Young Donohue surprised nearly 1500 fans Tuesday night by drawing with Freddie Welsh in ten rounds. He put up one of the best scraps of his career, nearly matching Welsh in cleverness all the way.

Although Welsh had a shade it was very, very slight. Donohue made him go like a streak of lightning all the time and he never did get a chance to put over any real punishment. Light jabs to different parts of Donohue's anatomy were all that Welsh had. He never did put over anything that had the earmarks of a wallop.

Donohue tried his chop punch several times but it never did work. Now and then he rocked Welsh's head, and in one or two rounds he had the Englishman looking seriously, though he was never in danger.

The pace told on Donohue but he made a game finish. The last two rounds were hard ones for him. In the ninth Welsh had much the better of the going and Donohue looked tired and used up when he went to his corner. Welsh had begun to work a little on Donohue's facial features, one of the soft spots. His lip was slightly cut and his face bruised. A little more of Welsh's straight jabs from the shoulder would have had Donohue guessing.

In the tenth, however, Donohue was right there with almost as much speed as his opponent. Though not as strong as a few rounds before, he had enough strength to mix it right to the last, and he didn't get much the worst of it in the last round.

Donohue began his good work in the fourth round, and the fourth and fifth were his. He changed his tactics slightly, swinging a few that would have hurt if they had ever landed on a vulnerable spot.

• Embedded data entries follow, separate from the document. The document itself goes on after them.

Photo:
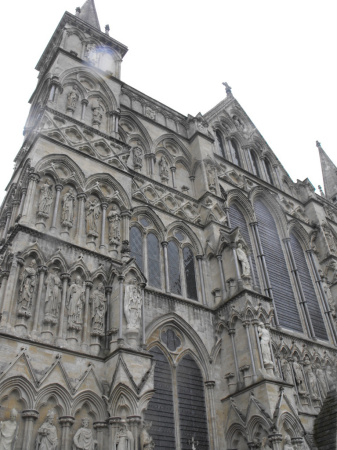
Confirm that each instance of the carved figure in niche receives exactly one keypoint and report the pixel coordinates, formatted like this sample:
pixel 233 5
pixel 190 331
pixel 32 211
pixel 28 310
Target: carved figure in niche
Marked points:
pixel 137 158
pixel 47 434
pixel 27 287
pixel 75 302
pixel 124 438
pixel 72 99
pixel 146 441
pixel 321 382
pixel 132 305
pixel 163 169
pixel 9 431
pixel 114 225
pixel 311 378
pixel 96 112
pixel 91 54
pixel 287 443
pixel 265 344
pixel 83 439
pixel 98 309
pixel 299 377
pixel 92 215
pixel 244 261
pixel 211 178
pixel 68 202
pixel 53 294
pixel 286 371
pixel 46 199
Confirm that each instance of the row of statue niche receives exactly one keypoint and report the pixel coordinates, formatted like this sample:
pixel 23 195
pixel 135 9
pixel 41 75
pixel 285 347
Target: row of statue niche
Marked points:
pixel 93 211
pixel 74 301
pixel 317 382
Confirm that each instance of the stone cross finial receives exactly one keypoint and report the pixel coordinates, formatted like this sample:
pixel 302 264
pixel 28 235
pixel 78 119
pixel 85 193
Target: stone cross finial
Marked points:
pixel 228 88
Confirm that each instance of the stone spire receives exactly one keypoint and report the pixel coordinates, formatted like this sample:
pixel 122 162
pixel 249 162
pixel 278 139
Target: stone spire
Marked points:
pixel 329 171
pixel 88 13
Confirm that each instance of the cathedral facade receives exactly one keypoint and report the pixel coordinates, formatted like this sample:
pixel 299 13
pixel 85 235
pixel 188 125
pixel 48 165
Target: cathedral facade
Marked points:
pixel 164 282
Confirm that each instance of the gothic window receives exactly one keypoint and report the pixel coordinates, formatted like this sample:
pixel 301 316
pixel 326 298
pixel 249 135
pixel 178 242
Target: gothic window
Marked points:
pixel 153 261
pixel 237 219
pixel 191 289
pixel 284 299
pixel 234 152
pixel 308 288
pixel 268 171
pixel 220 143
pixel 255 165
pixel 178 403
pixel 174 268
pixel 136 246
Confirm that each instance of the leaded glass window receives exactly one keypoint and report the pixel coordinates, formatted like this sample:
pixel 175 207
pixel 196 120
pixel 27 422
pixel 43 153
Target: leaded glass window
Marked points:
pixel 191 289
pixel 255 166
pixel 268 170
pixel 235 152
pixel 174 268
pixel 153 260
pixel 136 246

Welsh seemed unable to get at Donohue as he did Erne. Donohue met all his attacks and was willing to give as much as he took. Welsh's footwork was marvelous, dancing around his man with the agility of a cat, but all he could get in was a few light pokes that didn't do a great amount of damage.

In the eighth Welsh began to show strongly. He seemed to realize that the only chance he had of getting a decision was weakening Donohue in the last two or three rounds. He got up under Donohue several times, poking one or two to the wind, pounding his kidneys and then rapping a volley of lefts and rights to Donohue's head as he broke. These blows to the head always slowed Donohue.

Young Donohue was in great shape. He outweighed Welsh by six or eight pounds, but was not as heavy as many fans expected to see him. Welsh was said to be below his normal fighting weight. He was down to 129 the day before the mill and had taken on very little weight when he went into the ring.

The show was terribly mismanaged. The battle royal between five negroes started a little before 9 o'clock. It was amusing while it lasted. There was a delay of twenty minutes or more, and then Paddy McAndrews and Dennis came in to mix it for half a round, which was all McAndrews lasted.

The Wolf-Dixon bout didn't go on, and there the fans sat grumbling--now and then yelling impatiently--from about 9:15 to 11 o'clock.

The delay was caused by a disagreement over referees. Donohue wanted Dave Barry, but Welsh claimed that Dr. Wallace Wood was agreed on when he signed. So Wood was chosen.